Donald Trump said on Tuesday that Republicans are entitled to the five more seats they could pick up if congressional maps proposed by Texas Republicans are passed.
Trump called in for an interview with CNBC Tuesday morning, less than a day after Texas Democrats denied a legislative quorum by fleeing the state, with many decamping to Chicago, Illinois where the Democratic governor, JB Pritzker, has vowed to protect them.
Related: New Texas Republican maps dilute Latino voting power in Austin – experts
“We have an opportunity in Texas to pick up five seats,” Trump said. “We have a really good governor, and we have good people in Texas. And I won Texas. I got the highest vote in the history of Texas, as you probably know, and we are entitled to five more seats.”
“In Illinois, what’s happened is terrible what they’re doing,” the president added. “And you notice, they go to Illinois for safety, but that’s all gerrymandered. California is gerrymandered. We should have many more seats in Congress in California. It’s all gerrymandered.”
Trump did not provide any evidence of gerrymandering in the Democratic-controlled states. California voters approved an independent redistricting commission to draw the state’s congressional maps for the first time in 2010, but the Democratic governor Gavin Newsom has indicated he will play hardball and call a special election to undo that commission so that California Democrats can gerrymander the state maps ahead of the 2026 midterms as well.
Pritzker in Illinois has also said that the state may respond to Texas’s efforts by redrawing its own map in Democrats’ favor, given that “everything has to be on the table”.
“Trump came up with a new scheme to rig the system by ramming through a corrupt, mid-decade redistricting plan that would steal five congressional seats, silencing millions of voters, especially Black and Latino voters,” Pritzker said.
The Texas house is scheduled to reconvene at 1pm local time on Tuesday, but enough Democrats remain outside the state to deny quorum for a second day. Democratic Representative Lulu Flores told CNN that she and several other Democratic members who traveled to Illinois “plan to stay as long as it takes” to stall the Republicans’ redistricting plans.

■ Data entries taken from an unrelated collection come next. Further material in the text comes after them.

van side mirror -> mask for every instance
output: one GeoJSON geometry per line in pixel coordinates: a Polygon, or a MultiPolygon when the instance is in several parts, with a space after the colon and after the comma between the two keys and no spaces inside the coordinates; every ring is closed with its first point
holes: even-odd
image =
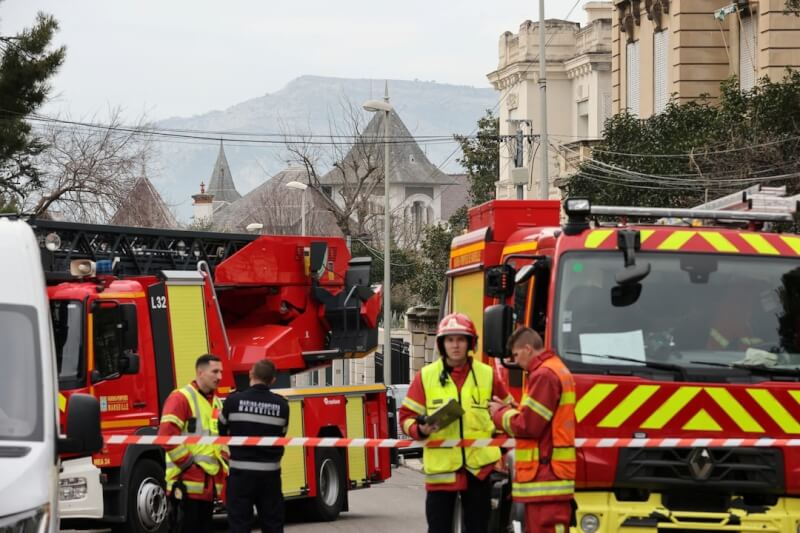
{"type": "Polygon", "coordinates": [[[509,357],[508,339],[514,332],[514,309],[510,305],[490,305],[483,312],[483,353],[489,357],[509,357]]]}
{"type": "Polygon", "coordinates": [[[88,394],[73,394],[67,403],[67,435],[58,440],[58,452],[91,454],[102,447],[100,402],[88,394]]]}
{"type": "Polygon", "coordinates": [[[484,294],[489,298],[505,300],[514,294],[514,276],[517,271],[511,265],[500,265],[486,270],[484,294]]]}

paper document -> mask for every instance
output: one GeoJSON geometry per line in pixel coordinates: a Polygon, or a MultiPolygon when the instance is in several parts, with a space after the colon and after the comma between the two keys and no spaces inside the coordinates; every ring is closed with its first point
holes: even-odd
{"type": "Polygon", "coordinates": [[[444,429],[461,418],[463,414],[464,409],[461,408],[461,404],[451,398],[449,402],[429,414],[425,422],[427,424],[436,424],[439,429],[444,429]]]}
{"type": "Polygon", "coordinates": [[[583,333],[581,341],[581,360],[584,363],[606,365],[629,365],[626,361],[617,361],[605,357],[592,357],[591,355],[616,355],[630,357],[639,361],[645,360],[644,333],[642,330],[625,331],[622,333],[583,333]]]}

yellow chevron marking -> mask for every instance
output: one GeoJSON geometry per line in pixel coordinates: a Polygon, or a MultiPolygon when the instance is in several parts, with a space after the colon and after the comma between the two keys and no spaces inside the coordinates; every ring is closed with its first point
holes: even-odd
{"type": "Polygon", "coordinates": [[[532,242],[521,242],[518,244],[512,244],[511,246],[506,246],[503,248],[503,255],[511,255],[517,254],[520,252],[533,252],[537,248],[539,248],[539,243],[537,241],[532,242]]]}
{"type": "Polygon", "coordinates": [[[797,403],[800,403],[800,390],[790,390],[789,394],[792,395],[792,398],[794,398],[797,403]]]}
{"type": "Polygon", "coordinates": [[[617,386],[612,383],[598,383],[589,389],[575,405],[575,419],[580,422],[586,418],[616,388],[617,386]]]}
{"type": "Polygon", "coordinates": [[[789,236],[781,236],[783,242],[789,245],[794,253],[800,255],[800,237],[789,237],[789,236]]]}
{"type": "Polygon", "coordinates": [[[750,413],[742,407],[742,404],[733,397],[730,391],[721,387],[709,387],[705,389],[705,391],[717,402],[717,405],[725,411],[725,414],[736,422],[739,429],[749,433],[764,433],[764,428],[750,416],[750,413]]]}
{"type": "Polygon", "coordinates": [[[62,413],[67,412],[67,397],[60,392],[58,393],[58,410],[62,413]]]}
{"type": "Polygon", "coordinates": [[[618,428],[659,389],[658,385],[638,385],[618,406],[600,421],[598,427],[618,428]]]}
{"type": "Polygon", "coordinates": [[[647,239],[652,237],[655,232],[656,232],[656,230],[654,230],[654,229],[643,229],[641,231],[641,233],[640,233],[641,239],[642,239],[642,244],[644,244],[644,241],[646,241],[647,239]]]}
{"type": "Polygon", "coordinates": [[[695,236],[696,231],[679,230],[666,238],[664,242],[658,245],[659,250],[680,250],[683,245],[689,242],[689,239],[695,236]]]}
{"type": "Polygon", "coordinates": [[[697,396],[697,394],[702,390],[701,387],[681,387],[675,392],[672,393],[672,396],[669,397],[669,400],[664,402],[664,404],[656,409],[656,411],[650,415],[650,418],[645,420],[642,427],[645,429],[661,429],[667,422],[672,420],[672,417],[675,416],[678,411],[686,407],[686,404],[689,403],[692,398],[697,396]]]}
{"type": "Polygon", "coordinates": [[[724,235],[717,231],[701,231],[703,237],[718,252],[738,252],[739,249],[733,245],[724,235]]]}
{"type": "Polygon", "coordinates": [[[599,248],[608,237],[614,233],[613,229],[597,229],[586,236],[584,246],[586,248],[599,248]]]}
{"type": "Polygon", "coordinates": [[[785,433],[800,433],[800,424],[768,390],[747,389],[747,392],[785,433]]]}
{"type": "Polygon", "coordinates": [[[747,244],[755,248],[756,252],[766,255],[780,255],[780,252],[772,246],[763,235],[757,233],[742,233],[742,239],[747,244]]]}
{"type": "Polygon", "coordinates": [[[700,409],[691,420],[686,422],[683,429],[692,431],[722,431],[717,421],[711,418],[705,409],[700,409]]]}

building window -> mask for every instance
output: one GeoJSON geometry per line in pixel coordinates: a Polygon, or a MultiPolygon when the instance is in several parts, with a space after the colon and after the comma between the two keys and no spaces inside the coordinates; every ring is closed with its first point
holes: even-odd
{"type": "MultiPolygon", "coordinates": [[[[581,91],[583,92],[583,91],[581,91]]],[[[589,100],[578,102],[576,116],[578,117],[578,131],[575,132],[579,139],[589,136],[589,100]]]]}
{"type": "Polygon", "coordinates": [[[639,41],[628,43],[627,55],[627,88],[628,88],[628,113],[639,114],[639,41]]]}
{"type": "Polygon", "coordinates": [[[328,198],[331,198],[333,196],[333,189],[329,185],[323,185],[322,194],[324,194],[328,198]]]}
{"type": "Polygon", "coordinates": [[[740,13],[742,25],[739,28],[739,86],[749,91],[756,85],[758,68],[758,19],[740,13]]]}
{"type": "Polygon", "coordinates": [[[669,31],[653,35],[653,112],[661,113],[669,102],[669,31]]]}
{"type": "Polygon", "coordinates": [[[422,202],[414,202],[411,206],[411,220],[414,224],[414,232],[419,233],[425,227],[428,212],[422,202]]]}

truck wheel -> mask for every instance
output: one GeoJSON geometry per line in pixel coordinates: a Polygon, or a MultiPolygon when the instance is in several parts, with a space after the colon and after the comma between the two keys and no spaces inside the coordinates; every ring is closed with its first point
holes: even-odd
{"type": "Polygon", "coordinates": [[[309,511],[314,519],[330,522],[339,516],[347,497],[344,460],[338,451],[326,448],[318,448],[314,458],[317,496],[309,502],[309,511]]]}
{"type": "Polygon", "coordinates": [[[114,531],[166,533],[169,530],[169,505],[164,486],[164,467],[152,459],[136,463],[128,483],[128,519],[114,531]]]}

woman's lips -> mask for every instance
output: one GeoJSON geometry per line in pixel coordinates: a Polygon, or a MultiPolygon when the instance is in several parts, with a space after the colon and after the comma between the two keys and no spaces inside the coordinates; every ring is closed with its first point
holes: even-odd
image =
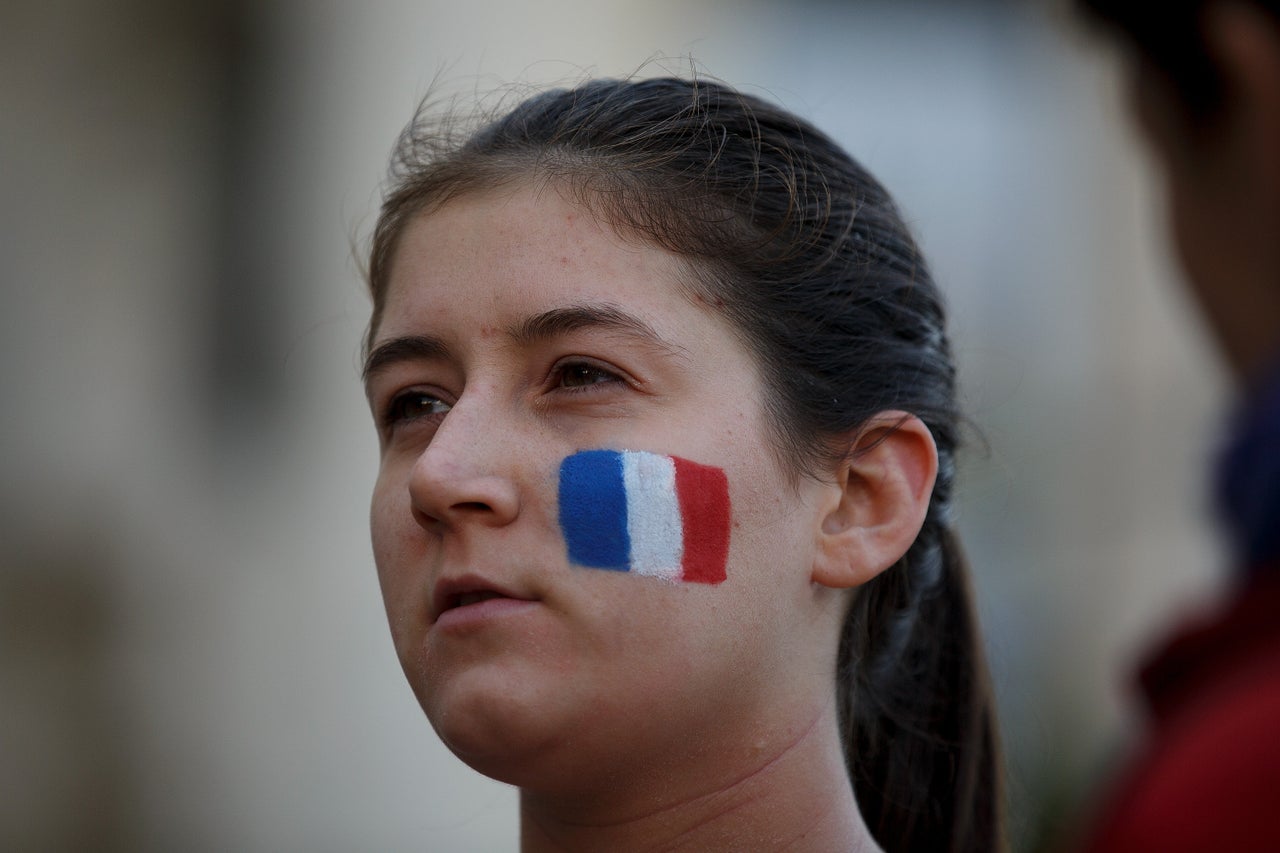
{"type": "MultiPolygon", "coordinates": [[[[492,590],[483,589],[478,592],[464,592],[461,595],[454,596],[453,607],[467,607],[472,604],[478,604],[481,601],[488,601],[491,598],[505,598],[506,596],[496,593],[492,590]]],[[[452,610],[453,607],[449,609],[452,610]]]]}
{"type": "Polygon", "coordinates": [[[440,631],[476,629],[537,605],[536,601],[508,598],[496,593],[467,593],[459,596],[455,606],[440,614],[436,619],[435,627],[440,631]]]}
{"type": "Polygon", "coordinates": [[[527,609],[537,604],[517,592],[474,576],[442,578],[433,596],[435,623],[461,627],[527,609]]]}

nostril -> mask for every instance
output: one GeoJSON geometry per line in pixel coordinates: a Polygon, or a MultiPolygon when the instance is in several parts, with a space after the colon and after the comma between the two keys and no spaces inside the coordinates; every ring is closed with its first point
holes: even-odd
{"type": "Polygon", "coordinates": [[[428,464],[429,455],[414,466],[408,483],[410,504],[426,529],[463,522],[501,526],[519,515],[519,490],[510,476],[467,470],[458,460],[428,464]]]}
{"type": "Polygon", "coordinates": [[[416,506],[412,507],[410,512],[413,513],[414,521],[416,521],[418,526],[423,530],[429,530],[432,533],[440,533],[444,530],[444,521],[435,515],[432,515],[429,512],[423,512],[416,506]]]}

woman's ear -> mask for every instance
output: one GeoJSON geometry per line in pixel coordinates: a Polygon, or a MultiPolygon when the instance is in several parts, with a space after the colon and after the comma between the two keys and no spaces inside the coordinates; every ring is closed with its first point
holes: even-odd
{"type": "Polygon", "coordinates": [[[881,412],[851,442],[824,508],[812,579],[861,586],[896,563],[924,524],[938,447],[924,422],[881,412]]]}

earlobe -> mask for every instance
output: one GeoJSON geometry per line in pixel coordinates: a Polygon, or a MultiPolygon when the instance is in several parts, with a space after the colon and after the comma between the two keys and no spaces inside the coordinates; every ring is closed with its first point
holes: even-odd
{"type": "Polygon", "coordinates": [[[929,428],[881,412],[850,442],[818,531],[815,583],[861,586],[896,563],[924,524],[938,473],[929,428]]]}

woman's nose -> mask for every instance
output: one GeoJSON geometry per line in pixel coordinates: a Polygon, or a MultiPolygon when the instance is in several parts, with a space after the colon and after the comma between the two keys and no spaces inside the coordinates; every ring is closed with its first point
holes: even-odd
{"type": "Polygon", "coordinates": [[[462,525],[501,527],[520,514],[517,470],[498,420],[465,403],[445,416],[409,475],[418,524],[440,532],[462,525]]]}

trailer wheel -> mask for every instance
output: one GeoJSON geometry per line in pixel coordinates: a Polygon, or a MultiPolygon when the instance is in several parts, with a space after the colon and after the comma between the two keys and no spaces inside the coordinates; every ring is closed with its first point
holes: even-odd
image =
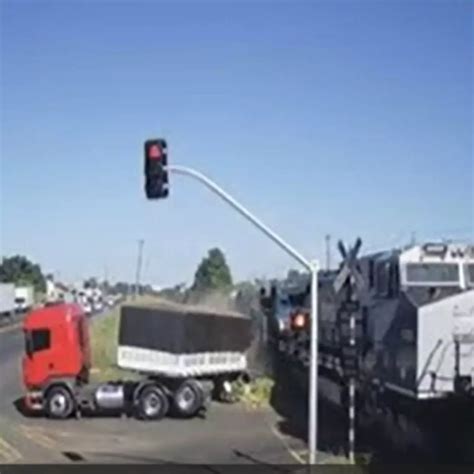
{"type": "Polygon", "coordinates": [[[49,418],[64,420],[74,410],[74,399],[66,387],[52,387],[46,396],[46,413],[49,418]]]}
{"type": "Polygon", "coordinates": [[[145,387],[137,402],[138,417],[142,420],[161,420],[168,413],[168,397],[156,385],[145,387]]]}
{"type": "Polygon", "coordinates": [[[173,395],[173,408],[183,418],[194,416],[203,406],[204,391],[193,379],[184,381],[173,395]]]}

The current special legislative session, called by Texas’s Republican governor Greg Abbott, lasts until 19 August. “That’s the very least time that we expect to be out here,” Flores added.
Abbott could continue to call additional special sessions, and it’s not clear how long Democrats could stay outside the state. Each lawmaker that has absconded faces a $500 for day fine, and Abbott has ordered the Texas department of public safety to “locate, arrest and return to the House chamber any member who has abandoned their duty to Texans”.
Flores told CNN that the legal threats were “upsetting”, but she added: “I don’t know that he has anything to back that up.”